ECON6037 Experimental Economics

Statistical tests

Gerhard Riener

February 19, 2024

Data Analysis and Experiments

  • Good experimental design makes for clean data analysis.
  • Knowing which statistical techniques you analyze helps to plan your design.
  • Choose the statistical approach that best fits your needs (graphs, tests, confidence intervals, regressions).
  • Think of what kind of data you can collect, to get the cleanest possible test of your hypothesis.
  • Compute the sample size necessary to meaningfully test your hypotheses.

Random Variable Definition

A random variable \(X\) is a measurable function \(X: \Omega \rightarrow E\) from a sample space \(\Omega\) (a set of possible outcomes) to a measurable space \(E\).
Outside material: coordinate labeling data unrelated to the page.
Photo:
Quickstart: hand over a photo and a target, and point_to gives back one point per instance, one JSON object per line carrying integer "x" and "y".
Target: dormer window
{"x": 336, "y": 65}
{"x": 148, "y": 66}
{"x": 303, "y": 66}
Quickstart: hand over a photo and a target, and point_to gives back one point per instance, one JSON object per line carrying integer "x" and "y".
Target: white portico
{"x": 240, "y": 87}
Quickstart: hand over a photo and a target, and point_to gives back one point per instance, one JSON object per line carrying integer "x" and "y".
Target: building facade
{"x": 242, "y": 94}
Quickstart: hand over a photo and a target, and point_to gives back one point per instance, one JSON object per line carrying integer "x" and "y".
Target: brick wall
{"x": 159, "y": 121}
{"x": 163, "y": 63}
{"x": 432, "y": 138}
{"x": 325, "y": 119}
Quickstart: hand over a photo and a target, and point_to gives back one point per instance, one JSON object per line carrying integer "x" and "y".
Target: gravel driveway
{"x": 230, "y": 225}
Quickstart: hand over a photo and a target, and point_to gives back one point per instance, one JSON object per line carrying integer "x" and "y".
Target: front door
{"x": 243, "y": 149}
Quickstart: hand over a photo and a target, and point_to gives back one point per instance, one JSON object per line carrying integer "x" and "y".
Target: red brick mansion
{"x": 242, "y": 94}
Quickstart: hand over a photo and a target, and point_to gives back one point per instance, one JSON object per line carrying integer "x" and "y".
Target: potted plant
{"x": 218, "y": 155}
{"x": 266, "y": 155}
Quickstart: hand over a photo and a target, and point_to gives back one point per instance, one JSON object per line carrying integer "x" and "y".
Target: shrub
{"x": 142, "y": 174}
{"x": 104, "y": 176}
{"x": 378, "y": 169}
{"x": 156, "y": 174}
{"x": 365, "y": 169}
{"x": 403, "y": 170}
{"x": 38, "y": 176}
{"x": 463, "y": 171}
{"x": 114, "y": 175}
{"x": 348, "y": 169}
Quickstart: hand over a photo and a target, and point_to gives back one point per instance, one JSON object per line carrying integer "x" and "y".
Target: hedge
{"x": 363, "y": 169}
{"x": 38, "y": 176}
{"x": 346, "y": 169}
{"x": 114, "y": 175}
Technical Axiomatic Definition

  • Requires the sample space \(\Omega\) to be part of a probability triple \((\Omega, \mathcal{F}, P)\), as per the measure-theoretic definition.
  • A random variable is often denoted by capital Roman letters such as \(X, Y, Z, T\).

Probability of a Random Variable

  • The probability that \(X\) takes on a value in a measurable set \(S \subseteq E\) is denoted as:

\[ P(X \in S) = P(\{\omega \in \Omega \mid X(\omega) \in S\}) \]

Examples of Random Variables

Experiment Random variable
Toss two dice \(Y =\) sum of the numbers
Toss a coin 25 times \(Y =\) number of heads in 25 tosses
Apply different amounts of fertilizer \(Y =\) yield per acre
Can communicate / can not communicate \(Y =\) contribution to public good

Variable types

What types of variables exist

G A Variable B Quantitative A->B C Qualitative A->C D Discrete B->D E Continuous B->E F Nominal C->F G Ordinal C->G

Quantitative

Reflects a notion of magnitude, that is, if the values it can take are numbers. A quantitative variable represents thus a measure and is numerical.

  • Discrete countable finite number.
    • Number of children per family
    • Number of students in a class
    • Number of citizens of a country
  • Continuous not countable
    • Age
    • Weight
    • Height

Note: For all measurements, we usually stop at a standard level of granularity

Qualitative

also referred as categorical variables or factors are variables that are not numerical and which values fits into categories.

In other words, a qualitative variable is a variable which takes as its values modalities, categories or even levels, in contrast to quantitative variables which measure a quantity on each individual.

  • Nominal: no ordering
    • Gender: female/male/ungendered/others
    • Eye color: blue/brown/green

Note: that a qualitative variable with exactly 2 levels is also referred as a binary or dichotomous variable.

Qualitative: Ordinal

On the other hand, a qualitative ordinal variable is a qualitative variable with an order implied in the levels. For instance, if the severity of road accidents has been measured on a scale such as light, moderate and fatal accidents, this variable is a qualitative ordinal variable because there is a clear order in the levels.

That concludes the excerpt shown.